Within 20 minutes of my arrival about 150 people were gathered like sheep between a chute of little orange cones at the race start. A man with a bullhorn stood on a folding chair muttered something that sounded like an order at a drive-thru, waved a flag, and then a siren sounded. The mass of people took off as I stayed back to observe the scene. You see, the trails at this park are very narrow and it is for the most part through a river bottom that has lots of rocks and debris. As such, runners could only move along single file and there is not much room for passing and thus no need to rush.

Once the pack was actually moving I settled in behind two chatting women who informed me that they were on an 8-minute mile race pace. That sounded, and felt, fine to me so I trotted along single file behind them for approximately 8 minutes, at which point we saw the first mile marker and they abruptly stopped to walk. Apparantly they only intended to do one 8-minute mile and then walk the remainder of the trail. I opted to continue on and soon fell in with another single-file string of runners at the same rough pace.

I was again trotting along when I heard what I thought was someone gasping for air. Usually if you are running a gasper tends to fall back in the race and walk, but this man was gaining on me. He was heaving as if in the throes of an asthma attack and I was concerned for his health. Thinking it may be my Sternesgue phlegm-spewing friend, I turned to look at him. The sight nearly caused me to lose my balance. It was indeed a man, gasping and flailing in a unique running style, but to add to the style was the fact that he wore some vintage blue satin Dolphin running shorts. You remember those, right? Supertight and supershort, read: not for men? He must not have gotten the memo back in 1976. To make matters worse, he had large, pasty white legs covered in dark, curly hair sticking out from the satin shorts. So there he was, gulping air, flailing his arms and legs, making heaving sounds, all the while gaining ground on me. Then, he passed me. I was shocked, amazed, bewildered, and not sure what had just gone by and determined to pick up my own pace so I too surged ahead, chasing a heaving man in tight satin shorts. I couldn't keep up and settled in behind another runner who had no apparant maladies or strange tendencies.
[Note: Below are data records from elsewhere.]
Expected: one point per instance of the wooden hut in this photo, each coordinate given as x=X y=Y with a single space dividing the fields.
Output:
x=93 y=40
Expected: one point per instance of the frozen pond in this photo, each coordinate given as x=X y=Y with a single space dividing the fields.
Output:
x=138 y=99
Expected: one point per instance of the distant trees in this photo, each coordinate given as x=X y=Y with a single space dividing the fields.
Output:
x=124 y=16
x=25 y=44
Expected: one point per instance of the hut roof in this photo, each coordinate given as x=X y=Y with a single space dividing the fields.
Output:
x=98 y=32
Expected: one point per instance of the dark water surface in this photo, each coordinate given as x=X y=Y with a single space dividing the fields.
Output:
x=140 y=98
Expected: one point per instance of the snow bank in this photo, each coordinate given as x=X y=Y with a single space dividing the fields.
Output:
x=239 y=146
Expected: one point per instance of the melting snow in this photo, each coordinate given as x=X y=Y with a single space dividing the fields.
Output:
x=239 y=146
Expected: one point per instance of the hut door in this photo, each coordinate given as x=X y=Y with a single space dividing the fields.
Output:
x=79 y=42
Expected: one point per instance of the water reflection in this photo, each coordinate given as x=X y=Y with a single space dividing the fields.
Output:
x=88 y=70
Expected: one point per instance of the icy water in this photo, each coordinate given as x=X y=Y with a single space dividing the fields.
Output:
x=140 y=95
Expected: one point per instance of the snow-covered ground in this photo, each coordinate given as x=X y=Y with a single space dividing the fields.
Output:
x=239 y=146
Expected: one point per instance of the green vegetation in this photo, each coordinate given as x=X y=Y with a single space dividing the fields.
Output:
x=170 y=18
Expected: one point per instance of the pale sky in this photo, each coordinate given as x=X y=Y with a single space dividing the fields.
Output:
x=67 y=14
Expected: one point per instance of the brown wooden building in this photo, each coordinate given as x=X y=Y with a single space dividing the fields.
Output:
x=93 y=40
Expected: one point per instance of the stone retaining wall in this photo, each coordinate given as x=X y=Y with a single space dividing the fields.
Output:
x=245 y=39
We chugged along for another mile and a half when all of a sudden we reached a loop where the trail outward overlapped the trail coming in. So runners that were ahead were coming back on the same trails as we slower folks. This was a reality check as I realized there were tons of people far ahead of me and I had no hope of winning any age division. Then it happened, a young boy, probably about 10 years old, came zipping by in the opposite direction. I saw him approaching, looking spiffy in his matching running outfit, and I couldn't help but encourage him by saying "Good job" as he nodded at me. It was then that I realized I was one of millions of people in the middle of the pack at fun runs on that very Saturday in other towns - who don't run to win, or to prove anything, so I really had no reason to be there at all other than to finish.

And what an anti-climactic finish it was - someone took the number off my chest and gave me a t-shirt I will never wear, an unripe orange and a bottle of water.

In the end, I much prefer running around town in a costume chasing a beer truck...

1 comment:

Anonymous said...

yeah at least running for beer there would be a goal. Just kidding lol to bad you didnt know before hand you could have had your friend enter for you the one you mentioned in the olympic moment post Deena Kastor wasn't it?